Our Blog

Ongoing observations by End Point people

Estimating overlayfs File Space Usage on Ubuntu 12.04 LiveCD

By Adam Vollrath · April 24, 2013

Tags: google-earth, linux, liquid-galaxy, sysadmin, ubuntu

End Point's Liquid Galaxy platform is a cluster of computers distributing the rendering load of Google Earth and other visualization applications. Each of these "display nodes" boots the same disk image distributed over the local network. Our disk image is based on the Ubuntu 12.04 LiveCD, and uses the same overlayfs to combine a read-only ISO with a writeable ramdisk. This Union mount uses Copy-on-write to copy files from the read-only "lower" filesystem to the virtual "upper" filesystem whenever those files or directories are opened for writing.

We often allocate 4GB of system memory to the ramdisk containing the "upper" filesystem. This allows 4GB of changed files on the / filesystem, most of which are often Google Earth cache files.

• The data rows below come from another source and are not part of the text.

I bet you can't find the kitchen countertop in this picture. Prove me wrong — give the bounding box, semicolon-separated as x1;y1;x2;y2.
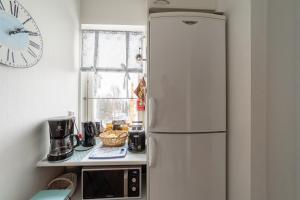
36;142;147;167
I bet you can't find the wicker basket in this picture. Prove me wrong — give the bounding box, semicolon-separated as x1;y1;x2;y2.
99;130;128;147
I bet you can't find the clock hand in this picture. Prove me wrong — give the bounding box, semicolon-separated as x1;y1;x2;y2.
8;28;38;36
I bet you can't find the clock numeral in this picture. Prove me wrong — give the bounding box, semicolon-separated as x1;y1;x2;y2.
29;40;40;49
27;47;37;58
23;17;32;25
0;0;5;10
21;53;28;65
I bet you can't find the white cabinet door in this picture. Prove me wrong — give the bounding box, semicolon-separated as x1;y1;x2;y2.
148;16;226;132
149;0;217;10
148;133;226;200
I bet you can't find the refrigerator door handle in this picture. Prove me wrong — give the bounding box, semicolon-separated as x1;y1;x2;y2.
149;134;157;168
149;97;156;130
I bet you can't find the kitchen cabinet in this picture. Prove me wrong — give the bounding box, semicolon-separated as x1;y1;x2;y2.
148;0;224;12
36;142;147;200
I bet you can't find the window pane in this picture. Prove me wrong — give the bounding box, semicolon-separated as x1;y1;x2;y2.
128;32;143;68
97;31;126;68
81;31;95;67
94;72;127;98
91;99;138;123
93;72;138;98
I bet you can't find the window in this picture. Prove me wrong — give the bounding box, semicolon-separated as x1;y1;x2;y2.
82;26;144;123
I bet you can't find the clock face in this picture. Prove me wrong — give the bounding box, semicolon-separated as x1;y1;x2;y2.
0;0;43;68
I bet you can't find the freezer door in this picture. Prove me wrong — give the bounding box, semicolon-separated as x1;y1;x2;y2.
148;16;226;132
148;133;226;200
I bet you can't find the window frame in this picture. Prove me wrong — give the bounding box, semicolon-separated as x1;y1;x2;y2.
80;29;145;99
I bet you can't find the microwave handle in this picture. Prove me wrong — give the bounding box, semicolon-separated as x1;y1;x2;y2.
148;134;157;168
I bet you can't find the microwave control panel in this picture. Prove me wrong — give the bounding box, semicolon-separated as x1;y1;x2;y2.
128;169;141;197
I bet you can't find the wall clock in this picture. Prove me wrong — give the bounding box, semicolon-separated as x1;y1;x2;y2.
0;0;43;68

But sometimes the ramdisk fills up with other changes and it's difficult to track down which files have changed unexpectedly.

The df command properly displays total usage for the overlayfs "upper" filesystem mounted at /.

$ df -h
Filesystem              Size  Used Avail Use% Mounted on
/cow                    3.9G  2.2G  1.8G  55% /
/dev/loop0              833M  833M     0 100% /cdrom
/dev/loop1              808M  808M     0 100% /rofs

But how can we identify which files are consuming that space? Because the root device has been pivoted by the casper scripts at boot, the /cow device is not readily available. We often use the du tool to estimate disk usage, but in this case it cannot tell the difference between files in the "upper" ramdisk and the "lower" read-only filesystem. To find the files filling our /cow device, we need a way to enumerate only the files in the "upper" filesystem, and then estimate only their disk usage.

The mount command shows the / filesystem is type "overlayfs".

$ mount
/cow on / type overlayfs (rw)
/dev/loop0 on /cdrom type iso9660 (ro,noatime)
/dev/loop1 on /rofs type squashfs (ro,noatime)

The find command does indicate that most directories exist in the filesystem of type "overlayfs", and most unmodified files are on the "lower" filesystem, in this case "squashfs".

$ sudo find / -printf '%F\t%D\t%p\n' | head -n 7 ### fstype, st_dev, filename
overlayfs 17 /
overlayfs 17 /bin
squashfs 1793 /bin/bash
squashfs 1793 /bin/bunzip2
squashfs 1793 /bin/bzcat
squashfs 1793 /bin/bzcmp
squashfs 1793 /bin/bzdiff

However, the modified files are reported to be on an "unknown" filesystem on a device 16. These are the files that have been copied to the "upper" filesystem upon writing.

$ find /home/lg/ -printf '%F\t%D\t%p\n' | head -n 33
overlayfs 17 /home/lg/
squashfs 1793 /home/lg/.Xresources
unknown  16 /home/lg/.bash_history
squashfs 1793 /home/lg/.bash_logout
squashfs 1793 /home/lg/.bashrc
overlayfs 17 /home/lg/.config
overlayfs 17 /home/lg/.config/Google
unknown  16 /home/lg/.config/Google/GoogleEarthPlus.conf
unknown  16 /home/lg/.config/Google/GECommonSettings.conf

I couldn't quickly discern how find is identifying the filesystem type, but it can use the -fstype test to reliably identify files that have been modified and copied. (Unfortunately find does not have a test for device number so if you have more than one overlayfs filesystem this solution may not work for you.)

Now that we have a reliable list of which files have been written to and copied, we can see which are consuming the most disk space by piping that list to du. We'll pass it a null-terminated list of files to accommodate any special characters, then we'll sort the output to identify the largest disk space hogs.

$ sudo find / -fstype unknown -print0 | du --files0-from=- --total | sort -nr | head -n 4
2214228 total
38600 /var/cache/apt/pkgcache.bin
38576 /var/cache/apt/srcpkgcache.bin
17060 /var/log/daemon.log

We included a total in this output, and notice that total is exactly the 2.2GB indicated by the df output above, so I believe this is measuring what we intend.

Of course five hundred 2MB Google Earth cache files consume more space than a single 38MB apt cache file, so we'd like to list the directories whose files are consuming the most ramdisk space. Unfortunately giving find and du depth arguments won't work: the "unknown" filesystem doesn't have any directories that we can see. We'll have to parse the output, and that's left as an exercise for the reader for now.

I just realized I could've simply looked for files modified after boot-time and gotten very similar results, but that's not nearly as fun. There may be a way to mount only the "upper" filesystem, but I was disappointed by the lack of documentation around overlayfs, which will likely be included in the mainline 3.10 Linux kernel.